А страсть проникновенья в чужое тело будто бы избавляет от тошноты существования. Толчки злые, почти животные, чужое тело, разверзнутое в слезах, минутой назад в него можно было ненавистно проникать. Даже совсем без того, чтобы терять в нем себя. Такое тело даже не парник, где пробивалась рассада. Даже не собачья случка – там природная страсть, зад к заду кружатся посреди человечьей войны на виду у всех. После насилия тело стало картинкою для почти ненавистного смотрения, для равнодушия, потом для какого-то странного будто бы прихождения к себе: вдруг стало ясным на миг, что скоро на самого насильника будут глядеть, как на брошенное тело, текущее кровью не по природным кругам, а на сухую пыль. Уже глядят, и не отринуть этот равнодушный ангельский карающий взгляд. И сам насильник приобретал будто бы равнодушие ангела-карателя при человеческой жизни.

Но ангел-каратель посылаем был справедливо.

Нигде на войне не было такой агрессивности, что сейчас приползла на Донбасс. Ангел карал за прегрешения, а насильник готов поверить, что так надо. Только так будто бы можно было сохранить себя – больше не рассеиваться ни в ком, не растворяться, приобретая себе в довольствие все живое. И тут не было больше уже ничего, что можно желать и жалеть. Наконец достигал всего, что хотел.

Такая война убивает всех.

Только Нюрочка неполюбленная признает меня всегда.

И шпагат девственный вместо резинки, чтоб не так просто. Пусть жадоба, грубый да неумелый! А ласковым не бываю, через слово мат-перемат, в отупении скотину бью, цепь перекинул через развилку на стволе груши в своем саду… отхрипел пес Дозор. От меня соседи отворачиваются, потом забывают.

Я сейчас на войну.

Может, потому, что всегда людей бью? Я какой-то вечный человек-бой, есть такие, что всегда хотят воевать. Михайле Михайловичу так сказал в Австрии аналитик-земляк, а тому объяснял сам Фрейд: есть такие существа прямоходящие – Homo erectus, они будто бы не совсем от тех существ произошли, как все люди.
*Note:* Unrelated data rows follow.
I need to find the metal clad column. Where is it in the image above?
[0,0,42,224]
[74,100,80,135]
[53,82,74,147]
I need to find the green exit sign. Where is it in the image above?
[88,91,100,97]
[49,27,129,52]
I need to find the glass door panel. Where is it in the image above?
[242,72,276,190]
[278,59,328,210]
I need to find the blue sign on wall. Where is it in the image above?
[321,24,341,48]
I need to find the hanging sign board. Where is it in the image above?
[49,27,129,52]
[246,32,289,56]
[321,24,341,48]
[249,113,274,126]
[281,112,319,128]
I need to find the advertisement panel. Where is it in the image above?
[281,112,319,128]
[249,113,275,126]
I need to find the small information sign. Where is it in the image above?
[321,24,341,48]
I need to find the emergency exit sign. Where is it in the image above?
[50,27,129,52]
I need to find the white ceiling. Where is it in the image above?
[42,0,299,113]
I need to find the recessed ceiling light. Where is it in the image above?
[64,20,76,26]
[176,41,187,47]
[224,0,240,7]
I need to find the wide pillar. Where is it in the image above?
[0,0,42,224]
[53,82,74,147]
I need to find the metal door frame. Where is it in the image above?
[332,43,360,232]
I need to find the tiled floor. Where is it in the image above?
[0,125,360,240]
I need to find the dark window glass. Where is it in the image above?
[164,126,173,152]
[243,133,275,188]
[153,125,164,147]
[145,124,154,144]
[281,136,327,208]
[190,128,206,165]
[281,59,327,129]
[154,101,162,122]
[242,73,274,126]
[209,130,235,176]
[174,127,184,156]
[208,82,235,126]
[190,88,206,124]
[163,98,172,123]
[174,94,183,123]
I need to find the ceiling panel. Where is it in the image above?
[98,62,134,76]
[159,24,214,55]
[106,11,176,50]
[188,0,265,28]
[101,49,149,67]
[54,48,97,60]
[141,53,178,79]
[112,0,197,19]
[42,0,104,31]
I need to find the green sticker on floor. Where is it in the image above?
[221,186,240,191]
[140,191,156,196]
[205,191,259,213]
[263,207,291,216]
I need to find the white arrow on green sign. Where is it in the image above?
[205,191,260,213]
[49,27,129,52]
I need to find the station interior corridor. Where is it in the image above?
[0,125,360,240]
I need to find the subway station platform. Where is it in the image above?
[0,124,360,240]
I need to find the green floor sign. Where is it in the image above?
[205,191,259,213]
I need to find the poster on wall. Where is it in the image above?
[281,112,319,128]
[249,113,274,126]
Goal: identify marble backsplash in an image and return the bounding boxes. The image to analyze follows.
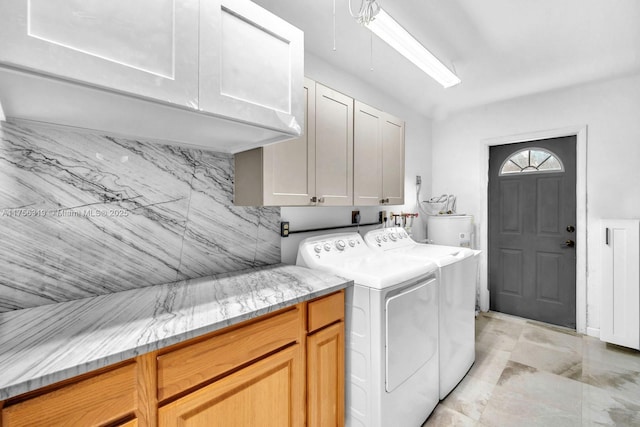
[0,122,280,312]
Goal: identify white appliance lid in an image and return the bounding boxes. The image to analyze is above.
[297,233,438,289]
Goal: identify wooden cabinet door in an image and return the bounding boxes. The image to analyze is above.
[158,344,305,427]
[307,322,344,427]
[263,79,316,206]
[316,84,353,206]
[600,219,640,350]
[200,0,304,136]
[0,363,141,427]
[353,101,384,206]
[381,113,404,205]
[0,0,199,108]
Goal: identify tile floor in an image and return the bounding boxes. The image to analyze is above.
[423,312,640,427]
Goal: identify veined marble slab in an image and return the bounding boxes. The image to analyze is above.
[0,122,280,312]
[0,264,352,400]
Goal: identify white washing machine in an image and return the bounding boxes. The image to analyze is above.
[296,233,439,427]
[364,227,480,399]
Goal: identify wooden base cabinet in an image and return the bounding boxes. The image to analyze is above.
[0,291,344,427]
[307,292,345,427]
[158,344,304,427]
[307,322,344,427]
[0,361,152,427]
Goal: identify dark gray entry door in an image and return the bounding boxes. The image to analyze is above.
[489,136,579,329]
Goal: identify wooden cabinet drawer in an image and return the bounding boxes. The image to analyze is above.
[158,305,303,401]
[0,363,137,427]
[158,344,305,427]
[307,291,344,333]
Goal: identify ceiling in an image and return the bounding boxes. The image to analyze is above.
[254,0,640,118]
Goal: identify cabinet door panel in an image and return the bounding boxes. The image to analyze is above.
[316,84,353,206]
[600,219,640,350]
[0,364,137,427]
[307,322,344,427]
[158,306,301,400]
[200,0,304,135]
[263,79,316,206]
[382,114,404,205]
[353,101,383,206]
[158,344,304,427]
[0,0,198,108]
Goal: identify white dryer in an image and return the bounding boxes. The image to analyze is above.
[364,227,480,399]
[296,233,439,427]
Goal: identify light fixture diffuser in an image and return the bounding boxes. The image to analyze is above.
[365,8,461,88]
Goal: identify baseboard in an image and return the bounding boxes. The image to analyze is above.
[587,327,600,338]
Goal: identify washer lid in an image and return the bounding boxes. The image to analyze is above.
[304,252,438,289]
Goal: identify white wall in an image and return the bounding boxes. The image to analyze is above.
[432,75,640,334]
[281,54,432,264]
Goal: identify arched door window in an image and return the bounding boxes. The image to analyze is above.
[500,148,564,175]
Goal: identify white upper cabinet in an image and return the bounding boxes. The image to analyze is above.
[315,83,353,206]
[353,101,384,206]
[0,0,304,152]
[382,113,404,205]
[200,0,304,134]
[0,0,198,108]
[353,101,404,206]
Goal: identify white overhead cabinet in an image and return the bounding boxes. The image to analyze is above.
[234,79,317,206]
[316,84,353,206]
[353,101,404,206]
[234,79,404,206]
[600,219,640,350]
[199,0,304,135]
[0,0,198,108]
[0,0,304,152]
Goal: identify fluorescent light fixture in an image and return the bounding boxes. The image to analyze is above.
[365,8,461,88]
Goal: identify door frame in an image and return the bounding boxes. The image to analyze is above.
[478,125,587,334]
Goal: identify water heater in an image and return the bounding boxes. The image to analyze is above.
[427,215,474,248]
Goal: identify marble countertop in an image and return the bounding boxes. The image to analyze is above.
[0,264,352,400]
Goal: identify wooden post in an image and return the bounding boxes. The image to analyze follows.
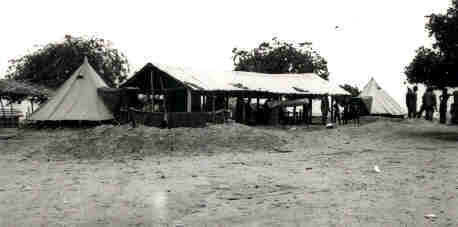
[241,98,246,124]
[199,95,204,112]
[212,95,216,123]
[331,95,335,123]
[159,76,170,127]
[308,98,313,124]
[150,71,154,112]
[186,89,192,113]
[224,96,231,122]
[29,99,33,113]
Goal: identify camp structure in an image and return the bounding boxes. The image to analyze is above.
[30,57,113,122]
[120,63,349,127]
[358,78,406,116]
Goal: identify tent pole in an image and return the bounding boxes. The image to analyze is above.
[331,95,334,123]
[212,95,216,123]
[150,71,154,112]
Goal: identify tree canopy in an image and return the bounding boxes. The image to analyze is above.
[6,35,130,89]
[405,0,458,87]
[232,37,329,80]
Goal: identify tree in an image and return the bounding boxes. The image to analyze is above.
[6,35,130,89]
[232,37,329,80]
[340,84,361,97]
[404,0,458,88]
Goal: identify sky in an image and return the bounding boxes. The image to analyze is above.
[0,0,451,104]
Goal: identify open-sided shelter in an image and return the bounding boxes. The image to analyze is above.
[120,63,349,126]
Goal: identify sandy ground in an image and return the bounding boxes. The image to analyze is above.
[0,120,458,226]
Ходит прямо Homo erectus, а живет окривело. И как только где война – сразу в первых рядах. И другие рядом с ним дуреют. Терпинкод или фенадол? Да что попалось, тогда боли совсем не чувствует. Агрессивность ревмя ревет, приказам сопротивляться не может, легко таким манипулировать. Амфетамин каптагон напрочь убил жалость, а выносливость – как у бешеного волчары. И боксер Квичко под видом спортивных препаратов мешками возил на майдан психические стимуляторы американской армии. И дикая уверенность сразу, не надо отдыхать и спать, наступает предельный психический интенсив. Активно бодрствовать можно до четырех суток. «Ведь это же как долго может танцевать человек…» – удивлялся старый Явтух, когда увидал, как философ Хома Брут вытанцевывал после второй ночи сражения с нечистой силой. А эректус-правосек сам почти нечистая сила. Потому галлюцинации и бред – крайняя сила агрессии почти у каждого, кто оружием на Донбасс. Сам Бондаренко, что чуть не стал мэром Киева, признался, что в захваченной мэрии был цех по изготовлению наркотиков. Препараты массово раздавались в Одессе, когда стали сжигать людей.

Вот эректус неустойчиво вздыбился.

Даст забытье наркотик изнасилования, что было, что делали – провалилось в подсознательный погреб. Даже австрийскому доктору оттуда не вызволить. А если водки или чемергеса-самогона добавить, так никакой заботы, память теряется, сознание – космами сновидений. Жертва изнасилованная не может вспомнить, что было. Да ведь жестокость объяснить невозможно, как невозможно объяснить шизофрению. Расщепление сознания, все время в какой-то дикой непроясненной войне.